Best Practices for Collecting and Managing Serverless Logs With Datadog | Datadog

Best practices for collecting and managing serverless logs with Datadog

Author Kai Xin Tai

Published: 8月 23, 2021

Logs are an essential part of an effective monitoring strategy, as they provide granular information about activity that occurs anywhere in your system. In serverless environments, however, you have no access to the infrastructure that supports your applications, so you must rely entirely on logs from individual AWS services when troubleshooting performance issues. But serverless applications can generate a massive amount of logs, which introduces storage concerns and makes it difficult to see the forest through the trees.

In this guide, we’ll discuss some best practices for collecting and managing your logs that will help you maximize their value. More specifically, we’ll cover:

Understanding the types of logs that AWS serverless technologies generate

Before we go any further, let’s first examine the types of logs that are emitted by some of the most popular AWS serverless technologies—and how they can help you investigate issues with your applications.

AWS Lambda logs

AWS Lambda functions are the linchpins of serverless applications, as they are responsible for running pieces of code that implement business logic in response to triggers. Lambda generates three types of logs that provide insight into how it operates and processes events: function logs, extension logs, and platform logs.

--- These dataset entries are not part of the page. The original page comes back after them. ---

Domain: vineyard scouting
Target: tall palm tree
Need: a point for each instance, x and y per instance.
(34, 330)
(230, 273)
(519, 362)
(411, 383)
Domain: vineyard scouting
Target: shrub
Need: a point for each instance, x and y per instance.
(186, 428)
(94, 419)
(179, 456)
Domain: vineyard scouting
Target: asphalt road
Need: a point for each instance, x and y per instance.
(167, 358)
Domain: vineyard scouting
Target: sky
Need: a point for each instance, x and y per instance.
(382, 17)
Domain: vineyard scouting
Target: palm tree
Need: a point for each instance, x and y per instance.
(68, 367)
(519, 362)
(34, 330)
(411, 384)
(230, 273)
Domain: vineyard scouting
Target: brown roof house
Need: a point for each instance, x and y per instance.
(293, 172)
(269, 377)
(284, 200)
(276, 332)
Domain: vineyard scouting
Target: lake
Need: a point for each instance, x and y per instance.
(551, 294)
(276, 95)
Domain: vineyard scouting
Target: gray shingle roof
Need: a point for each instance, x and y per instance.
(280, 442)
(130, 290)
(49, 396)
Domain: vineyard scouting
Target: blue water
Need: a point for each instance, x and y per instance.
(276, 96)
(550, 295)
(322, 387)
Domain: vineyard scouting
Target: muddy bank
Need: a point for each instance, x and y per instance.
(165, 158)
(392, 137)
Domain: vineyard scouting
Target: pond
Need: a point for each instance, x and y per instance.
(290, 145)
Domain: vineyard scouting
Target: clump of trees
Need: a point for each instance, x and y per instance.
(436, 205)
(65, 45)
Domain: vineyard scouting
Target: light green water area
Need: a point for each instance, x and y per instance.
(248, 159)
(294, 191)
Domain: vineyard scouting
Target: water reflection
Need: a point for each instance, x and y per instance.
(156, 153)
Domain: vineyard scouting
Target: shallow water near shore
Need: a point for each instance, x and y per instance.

Function logs and extension logs are both useful for debugging your code. Function logs include any log written by a function to stdout or stderr, such as print statements that verify whether your code produces the correct output. Similarly, extension logs are emitted by your Lambda extension’s code, and they can help you identify extension-related issues, such as a failure to subscribe to log streams.

In contrast, platform logs are generated by the Lambda runtime and record invocation- and extension-related events. For example, a function produces a START, END, and REPORT platform log every time it is invoked. REPORT platform logs are the most useful of the three, as they contain invocation metrics that can alert you to issues like high latency and cold starts.

 
{
	'time': '2021-08-22T10:52:07.294Z', 
	'type': 'platform.report', 
	'record': { 'requestId': '79e64213-lp42-47ef-b130-6fd29f30148e', 
		'metrics': { 'durationMs': 4.01, 
			'billedDurationMs': 5, 
			'memorySizeMB': 512, 
			'maxMemoryUsedMB': 87, 
			'initDurationMs': 2.41
		}, 
	}
}]

By default, Lambda logs are sent asynchronously to Amazon’s built-in log management service, CloudWatch Logs. Each time you create a new function, CloudWatch Logs generates a new log group (/aws/lambda/your-function-name) and log stream. If you create more instances of your function to support more concurrent executions, new log streams will be created under the same log group.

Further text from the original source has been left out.